A possible mechanism for natural graphite formation

By extrapolating the Arrhenius plots for carbonization and experimental thermal progressive graphitization, it is shown that carbonization can go to completion in nature (ΔH ≈ 65 kcal/mole), whereas progressive graphitization is thermodynamically improbable (ΔH ≈ 260 kcal/mole). The mechanism of formation of natural graphite has thus to be determined. Since the geothermal gradient is not strong enough for producing graphite, the existence of shear stresses has to be taken into account. Metamorphism and tectonics create suitable conditions for this transformation. Series of samples of increasing rank from anthracites to metaanthracites, semigraphite and graphite (some of them from the same parent rocks) were compared with carbon, heat-treated experimentally under pressure (5 kbar).

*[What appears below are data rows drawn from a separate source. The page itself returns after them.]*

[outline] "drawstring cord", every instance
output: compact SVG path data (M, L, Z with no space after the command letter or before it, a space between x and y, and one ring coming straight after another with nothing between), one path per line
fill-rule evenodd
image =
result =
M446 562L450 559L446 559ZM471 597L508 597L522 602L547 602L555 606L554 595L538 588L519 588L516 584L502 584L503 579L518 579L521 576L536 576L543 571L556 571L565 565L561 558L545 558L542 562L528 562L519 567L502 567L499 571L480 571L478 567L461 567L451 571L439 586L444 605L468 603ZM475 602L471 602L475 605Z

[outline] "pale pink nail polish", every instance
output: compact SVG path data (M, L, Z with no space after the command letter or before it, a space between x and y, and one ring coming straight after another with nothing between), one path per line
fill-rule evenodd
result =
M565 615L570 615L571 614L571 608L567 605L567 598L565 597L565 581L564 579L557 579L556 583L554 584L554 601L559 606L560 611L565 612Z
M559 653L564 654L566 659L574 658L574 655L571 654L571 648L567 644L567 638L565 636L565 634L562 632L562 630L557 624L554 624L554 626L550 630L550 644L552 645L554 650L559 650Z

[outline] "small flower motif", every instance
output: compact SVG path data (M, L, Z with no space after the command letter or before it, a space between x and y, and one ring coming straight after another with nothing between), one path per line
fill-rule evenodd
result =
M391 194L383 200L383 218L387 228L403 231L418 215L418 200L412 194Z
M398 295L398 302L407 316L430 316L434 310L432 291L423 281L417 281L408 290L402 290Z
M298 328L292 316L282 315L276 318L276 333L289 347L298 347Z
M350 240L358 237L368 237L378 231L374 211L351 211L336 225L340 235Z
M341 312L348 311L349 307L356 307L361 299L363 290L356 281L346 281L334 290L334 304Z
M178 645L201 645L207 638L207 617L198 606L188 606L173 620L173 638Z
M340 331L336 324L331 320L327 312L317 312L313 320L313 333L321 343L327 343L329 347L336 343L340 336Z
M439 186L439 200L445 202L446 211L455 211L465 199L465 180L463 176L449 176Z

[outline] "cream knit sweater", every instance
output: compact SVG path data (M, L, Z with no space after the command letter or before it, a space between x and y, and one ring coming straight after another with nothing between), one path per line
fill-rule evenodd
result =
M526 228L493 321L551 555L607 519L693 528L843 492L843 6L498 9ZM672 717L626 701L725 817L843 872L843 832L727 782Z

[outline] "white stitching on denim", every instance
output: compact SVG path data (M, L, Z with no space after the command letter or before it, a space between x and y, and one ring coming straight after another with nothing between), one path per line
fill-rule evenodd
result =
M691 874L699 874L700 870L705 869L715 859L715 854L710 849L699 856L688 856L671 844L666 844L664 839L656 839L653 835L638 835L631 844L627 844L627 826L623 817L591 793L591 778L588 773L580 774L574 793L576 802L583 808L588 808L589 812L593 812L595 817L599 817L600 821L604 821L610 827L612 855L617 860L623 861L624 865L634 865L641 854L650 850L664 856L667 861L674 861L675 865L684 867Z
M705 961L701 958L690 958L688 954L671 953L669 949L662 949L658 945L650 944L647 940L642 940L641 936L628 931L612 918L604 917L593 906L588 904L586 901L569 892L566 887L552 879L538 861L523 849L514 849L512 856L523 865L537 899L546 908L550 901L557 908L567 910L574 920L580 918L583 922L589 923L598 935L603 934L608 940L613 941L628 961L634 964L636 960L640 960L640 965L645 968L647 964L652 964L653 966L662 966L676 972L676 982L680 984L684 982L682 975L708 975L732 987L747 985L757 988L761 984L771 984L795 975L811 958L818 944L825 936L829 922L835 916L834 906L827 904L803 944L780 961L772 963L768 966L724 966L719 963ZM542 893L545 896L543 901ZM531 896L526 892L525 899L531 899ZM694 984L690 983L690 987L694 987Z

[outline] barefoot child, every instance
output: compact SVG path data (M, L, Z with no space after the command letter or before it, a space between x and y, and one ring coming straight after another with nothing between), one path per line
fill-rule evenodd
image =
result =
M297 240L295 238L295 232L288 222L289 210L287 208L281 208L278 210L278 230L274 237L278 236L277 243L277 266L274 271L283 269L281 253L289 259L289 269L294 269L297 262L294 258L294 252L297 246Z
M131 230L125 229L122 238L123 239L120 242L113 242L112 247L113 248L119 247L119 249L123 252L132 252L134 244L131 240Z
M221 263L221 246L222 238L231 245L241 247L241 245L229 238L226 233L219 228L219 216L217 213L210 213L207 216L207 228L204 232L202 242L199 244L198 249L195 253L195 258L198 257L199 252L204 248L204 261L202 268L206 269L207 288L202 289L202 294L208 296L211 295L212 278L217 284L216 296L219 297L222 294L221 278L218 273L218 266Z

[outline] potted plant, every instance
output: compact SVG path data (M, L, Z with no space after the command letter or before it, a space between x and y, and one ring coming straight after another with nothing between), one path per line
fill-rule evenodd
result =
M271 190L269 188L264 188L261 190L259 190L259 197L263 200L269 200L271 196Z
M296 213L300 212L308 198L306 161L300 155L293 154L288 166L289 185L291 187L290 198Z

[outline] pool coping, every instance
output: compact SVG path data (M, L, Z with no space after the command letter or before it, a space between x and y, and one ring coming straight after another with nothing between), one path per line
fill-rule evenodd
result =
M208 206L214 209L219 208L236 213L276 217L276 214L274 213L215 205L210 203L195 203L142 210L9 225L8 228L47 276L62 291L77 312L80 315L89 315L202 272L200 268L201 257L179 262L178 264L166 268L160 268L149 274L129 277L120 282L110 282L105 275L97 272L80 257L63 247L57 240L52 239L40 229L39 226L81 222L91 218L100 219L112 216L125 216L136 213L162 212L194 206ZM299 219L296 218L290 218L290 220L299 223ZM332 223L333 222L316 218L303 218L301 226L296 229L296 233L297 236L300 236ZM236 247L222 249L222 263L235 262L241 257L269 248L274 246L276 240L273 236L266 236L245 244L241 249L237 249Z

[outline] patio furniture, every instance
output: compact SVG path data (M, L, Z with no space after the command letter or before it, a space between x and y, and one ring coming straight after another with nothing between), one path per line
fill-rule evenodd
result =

Anthracites are microporous materials. Their pores are flattened parallel to the bedding by a pressure effect which is responsible for a long-range statistical preferred orientation. They are anisotropic in texture but only biperiodically crystallized (turbostratic). Metaanthracites differ from anthracites only by an increasing coalescence between adjacent pores. They are thus either mesoporous or even macroporous. They are still turbostratic. Semi-graphites are suddenly obtained as a new phase by an increase in temperature, pressure and shear stresses. They are formed by single macropores, i.e. hollow distorted polyhedral shells. They are partially graphitized. Graphite is suddenly produced by a second phase change also due to an increase in temperature, pressure and shear stresses. The lamellar shape represents the limit of a flattened macropore.